Padangbai is a small port town located mid-way up Bali’s eastern coast, mainly used by travelers looking to dive, snorkel or catch a ferry over to Lombok, Nusa Penida or the Gili Islands. We had originally planned to stay in our house in Ubud through the end of March, but when our landlord offered us the chance to spend our last week at her property in an eco-living resort community here we jumped at the chance to see a new part of the country and spend some time on the ocean.
Tuesday morning we packed up our things, said goodbye to our Lodtunduh bungalow and headed east. Upon arriving, however, things quickly began to look iffy. The “villa” we had exchanged our previous home for was more akin to an in-law apartment, located directly above the hotel’s lobby. Rather than one of the advertised idyllic homes looking out across the ocean to Nusa Penida, we had an unobstructed view of the restaurant and road. It was also a bit jarring to suddenly find ourselves in a real resort setting complete with water slide and Speedo-clad Europeans – something of a change from our much beloved quiet retreat in the rice fields. And we realized Padangbai boasted virtually nothing in the way of surfable waves. Nice. Not exactly what we might have imagined.

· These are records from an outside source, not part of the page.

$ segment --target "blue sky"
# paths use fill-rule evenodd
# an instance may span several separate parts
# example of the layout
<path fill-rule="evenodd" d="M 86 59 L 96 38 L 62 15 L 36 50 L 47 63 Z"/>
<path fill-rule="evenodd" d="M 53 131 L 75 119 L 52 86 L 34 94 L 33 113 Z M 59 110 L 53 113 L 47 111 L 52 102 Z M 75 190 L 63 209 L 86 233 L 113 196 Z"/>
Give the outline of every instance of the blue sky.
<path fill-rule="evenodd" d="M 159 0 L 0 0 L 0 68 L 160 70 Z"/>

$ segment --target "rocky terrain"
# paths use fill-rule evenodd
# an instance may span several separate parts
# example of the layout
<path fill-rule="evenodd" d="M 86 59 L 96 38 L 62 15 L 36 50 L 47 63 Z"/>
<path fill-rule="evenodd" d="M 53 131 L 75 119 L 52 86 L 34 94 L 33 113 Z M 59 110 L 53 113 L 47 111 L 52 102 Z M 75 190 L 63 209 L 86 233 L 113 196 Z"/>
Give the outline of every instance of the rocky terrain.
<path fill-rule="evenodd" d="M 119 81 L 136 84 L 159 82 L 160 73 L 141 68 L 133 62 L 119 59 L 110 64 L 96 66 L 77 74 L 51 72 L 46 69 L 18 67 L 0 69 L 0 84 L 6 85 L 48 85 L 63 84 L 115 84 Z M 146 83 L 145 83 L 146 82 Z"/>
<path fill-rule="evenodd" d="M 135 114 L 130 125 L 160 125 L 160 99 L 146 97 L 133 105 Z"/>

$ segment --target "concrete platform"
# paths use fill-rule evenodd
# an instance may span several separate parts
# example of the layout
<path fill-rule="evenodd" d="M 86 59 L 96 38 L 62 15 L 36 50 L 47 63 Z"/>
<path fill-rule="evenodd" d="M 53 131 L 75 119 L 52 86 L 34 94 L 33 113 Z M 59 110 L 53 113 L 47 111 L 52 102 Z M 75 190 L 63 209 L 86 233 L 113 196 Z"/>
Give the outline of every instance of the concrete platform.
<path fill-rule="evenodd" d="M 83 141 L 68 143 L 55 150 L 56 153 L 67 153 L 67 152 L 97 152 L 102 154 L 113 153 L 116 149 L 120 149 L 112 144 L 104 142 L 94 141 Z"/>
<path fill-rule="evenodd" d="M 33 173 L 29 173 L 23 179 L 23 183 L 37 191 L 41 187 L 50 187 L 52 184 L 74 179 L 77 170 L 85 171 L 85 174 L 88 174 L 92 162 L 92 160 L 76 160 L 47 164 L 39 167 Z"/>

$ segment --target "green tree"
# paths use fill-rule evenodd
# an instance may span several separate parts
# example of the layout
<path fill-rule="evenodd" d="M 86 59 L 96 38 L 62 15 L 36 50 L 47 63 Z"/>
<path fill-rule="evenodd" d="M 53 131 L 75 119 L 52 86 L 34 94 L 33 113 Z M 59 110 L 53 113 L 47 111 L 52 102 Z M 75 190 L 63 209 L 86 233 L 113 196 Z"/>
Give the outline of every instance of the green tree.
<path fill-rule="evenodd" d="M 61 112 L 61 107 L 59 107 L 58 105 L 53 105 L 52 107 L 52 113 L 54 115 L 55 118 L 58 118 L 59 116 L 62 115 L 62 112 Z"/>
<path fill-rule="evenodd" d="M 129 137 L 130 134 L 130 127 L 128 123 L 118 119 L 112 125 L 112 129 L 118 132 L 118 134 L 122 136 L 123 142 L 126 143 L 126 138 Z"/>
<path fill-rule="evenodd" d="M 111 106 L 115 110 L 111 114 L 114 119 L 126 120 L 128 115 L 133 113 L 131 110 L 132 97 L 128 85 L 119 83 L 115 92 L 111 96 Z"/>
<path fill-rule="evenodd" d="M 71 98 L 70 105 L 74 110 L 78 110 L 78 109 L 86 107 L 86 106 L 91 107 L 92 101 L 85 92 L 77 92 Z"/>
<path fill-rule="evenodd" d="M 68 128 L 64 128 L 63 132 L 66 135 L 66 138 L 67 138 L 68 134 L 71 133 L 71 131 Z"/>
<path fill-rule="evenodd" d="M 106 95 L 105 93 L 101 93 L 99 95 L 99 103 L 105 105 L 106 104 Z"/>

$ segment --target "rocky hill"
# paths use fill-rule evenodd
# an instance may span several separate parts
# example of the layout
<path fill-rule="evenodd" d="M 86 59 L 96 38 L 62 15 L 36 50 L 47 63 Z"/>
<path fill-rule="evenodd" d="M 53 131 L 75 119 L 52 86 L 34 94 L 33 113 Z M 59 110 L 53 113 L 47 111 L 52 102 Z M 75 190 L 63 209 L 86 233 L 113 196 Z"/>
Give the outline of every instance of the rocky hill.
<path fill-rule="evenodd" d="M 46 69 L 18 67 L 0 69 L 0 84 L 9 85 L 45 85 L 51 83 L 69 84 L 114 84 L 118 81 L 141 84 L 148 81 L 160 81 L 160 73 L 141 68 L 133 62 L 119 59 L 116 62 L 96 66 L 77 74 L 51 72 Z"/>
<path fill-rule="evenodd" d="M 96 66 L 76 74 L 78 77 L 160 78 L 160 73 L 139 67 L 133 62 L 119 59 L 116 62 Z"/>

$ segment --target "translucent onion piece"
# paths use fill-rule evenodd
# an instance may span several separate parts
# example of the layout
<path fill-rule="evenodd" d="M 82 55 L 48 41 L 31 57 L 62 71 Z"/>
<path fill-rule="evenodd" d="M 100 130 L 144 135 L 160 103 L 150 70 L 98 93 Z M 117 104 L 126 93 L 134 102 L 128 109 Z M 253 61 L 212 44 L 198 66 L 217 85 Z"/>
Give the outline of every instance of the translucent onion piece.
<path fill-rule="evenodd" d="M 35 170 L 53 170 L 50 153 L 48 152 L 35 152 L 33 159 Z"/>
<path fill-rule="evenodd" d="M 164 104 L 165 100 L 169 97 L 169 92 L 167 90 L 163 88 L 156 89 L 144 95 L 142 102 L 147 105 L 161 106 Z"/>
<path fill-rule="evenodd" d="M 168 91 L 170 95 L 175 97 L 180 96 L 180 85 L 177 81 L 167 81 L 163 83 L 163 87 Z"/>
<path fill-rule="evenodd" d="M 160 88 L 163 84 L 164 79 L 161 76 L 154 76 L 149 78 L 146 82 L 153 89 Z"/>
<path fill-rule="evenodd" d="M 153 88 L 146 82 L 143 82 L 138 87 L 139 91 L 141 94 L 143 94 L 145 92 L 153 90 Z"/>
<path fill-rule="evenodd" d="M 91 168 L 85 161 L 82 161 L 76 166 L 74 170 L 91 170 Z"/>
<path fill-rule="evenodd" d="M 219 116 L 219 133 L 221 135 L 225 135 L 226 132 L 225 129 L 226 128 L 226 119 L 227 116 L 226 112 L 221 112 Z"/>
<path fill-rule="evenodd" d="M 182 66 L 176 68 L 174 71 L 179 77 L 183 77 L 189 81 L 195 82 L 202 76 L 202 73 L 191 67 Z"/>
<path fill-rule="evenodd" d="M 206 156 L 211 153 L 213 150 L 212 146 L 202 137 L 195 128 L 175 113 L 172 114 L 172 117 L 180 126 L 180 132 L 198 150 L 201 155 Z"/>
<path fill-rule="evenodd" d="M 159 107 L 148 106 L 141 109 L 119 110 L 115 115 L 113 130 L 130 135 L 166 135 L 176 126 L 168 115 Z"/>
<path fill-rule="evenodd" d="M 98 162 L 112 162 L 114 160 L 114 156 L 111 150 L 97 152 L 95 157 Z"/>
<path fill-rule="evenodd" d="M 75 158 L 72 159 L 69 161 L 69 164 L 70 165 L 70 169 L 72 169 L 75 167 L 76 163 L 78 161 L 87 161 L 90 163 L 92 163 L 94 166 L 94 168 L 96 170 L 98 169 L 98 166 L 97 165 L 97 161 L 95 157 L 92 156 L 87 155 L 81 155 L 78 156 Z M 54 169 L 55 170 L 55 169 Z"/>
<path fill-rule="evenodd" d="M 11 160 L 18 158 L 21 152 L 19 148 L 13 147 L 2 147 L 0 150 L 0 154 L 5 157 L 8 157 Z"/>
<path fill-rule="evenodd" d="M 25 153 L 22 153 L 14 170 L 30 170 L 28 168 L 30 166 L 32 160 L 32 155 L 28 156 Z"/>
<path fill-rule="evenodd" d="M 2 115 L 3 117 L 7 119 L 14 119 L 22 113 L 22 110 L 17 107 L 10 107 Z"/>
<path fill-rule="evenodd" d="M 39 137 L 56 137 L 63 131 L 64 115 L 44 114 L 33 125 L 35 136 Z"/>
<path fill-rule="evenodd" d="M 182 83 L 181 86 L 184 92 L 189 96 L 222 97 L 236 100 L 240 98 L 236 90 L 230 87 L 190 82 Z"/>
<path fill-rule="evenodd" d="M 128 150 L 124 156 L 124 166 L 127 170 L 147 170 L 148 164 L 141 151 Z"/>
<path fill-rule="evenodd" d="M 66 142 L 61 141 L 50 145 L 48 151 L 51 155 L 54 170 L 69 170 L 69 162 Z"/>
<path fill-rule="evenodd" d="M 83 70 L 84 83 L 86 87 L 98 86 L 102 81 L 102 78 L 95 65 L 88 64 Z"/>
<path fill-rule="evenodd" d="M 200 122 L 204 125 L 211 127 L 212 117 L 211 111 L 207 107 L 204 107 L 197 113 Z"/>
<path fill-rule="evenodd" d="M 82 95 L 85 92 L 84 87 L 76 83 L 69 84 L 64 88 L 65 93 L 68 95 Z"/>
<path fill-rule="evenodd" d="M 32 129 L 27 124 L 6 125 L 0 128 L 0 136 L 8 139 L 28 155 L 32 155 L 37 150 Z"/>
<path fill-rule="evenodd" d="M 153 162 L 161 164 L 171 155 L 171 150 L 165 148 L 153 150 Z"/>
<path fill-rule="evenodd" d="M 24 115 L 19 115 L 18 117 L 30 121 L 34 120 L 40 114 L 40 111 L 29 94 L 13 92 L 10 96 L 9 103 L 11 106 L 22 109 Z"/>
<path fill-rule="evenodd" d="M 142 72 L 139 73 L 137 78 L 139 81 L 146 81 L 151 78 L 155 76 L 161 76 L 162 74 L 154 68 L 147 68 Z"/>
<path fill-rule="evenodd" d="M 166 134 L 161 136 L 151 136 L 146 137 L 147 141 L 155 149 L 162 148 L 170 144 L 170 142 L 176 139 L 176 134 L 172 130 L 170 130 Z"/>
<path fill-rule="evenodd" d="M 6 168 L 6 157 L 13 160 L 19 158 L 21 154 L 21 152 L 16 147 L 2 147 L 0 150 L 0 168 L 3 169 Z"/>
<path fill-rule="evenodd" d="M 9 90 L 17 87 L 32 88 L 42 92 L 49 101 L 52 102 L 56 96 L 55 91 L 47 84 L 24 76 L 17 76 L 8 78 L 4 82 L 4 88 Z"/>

Over the next 48 hours, we proceeded to move villas a whopping FOUR times. We asked if we could stay elsewhere, would move, then several hours be told the place was actually booked, or realize the water was broken, or be informed that we actually were only allowed to stay in our original spot. Finally, we got through to our landlord (who actually lives in California) and were able to clear up the miscommunication, and somehow completely miraculously were quickly (and hopefully permanently!) transferred to a truly gorgeous home on the edge of the property – open air, looking straight out over the ocean, private, and blessedly far-removed from the aforementioned water slide.
So, long story short, we went from forlornly staring out over a road and wondering why exactly we’d chosen to spend one of our last weeks in Bali in a glorified city apartment, to feeling back a part of nature and the Bali we adore. We also realized that while resorts are definitely not our thing, the (complimentary) breakfast here is pretty delicious. And that we can drive to surfing not too far away. And that while Padangbai doesn’t boast a whole lot to do, there are some funky cafes and great personalities, and the slow pace here is a nice change from the tourist centers of Ubud and the southern coast.
Ignoring the fact that yesterday my left foot was tragically squished between our motorbike and a wooden pole and is now looking a pale shade of navy – all seems to have improved.
Padangbai, we’re sorry we doubted you. Despite a bit of a rough start, we’re looking forward to a quiet but lovely week of coastal exploring, writing, snorkelling and travel planning.
(Please don’t worry about the foot. Really. It seems to be healing up quite well. Ah, travel.)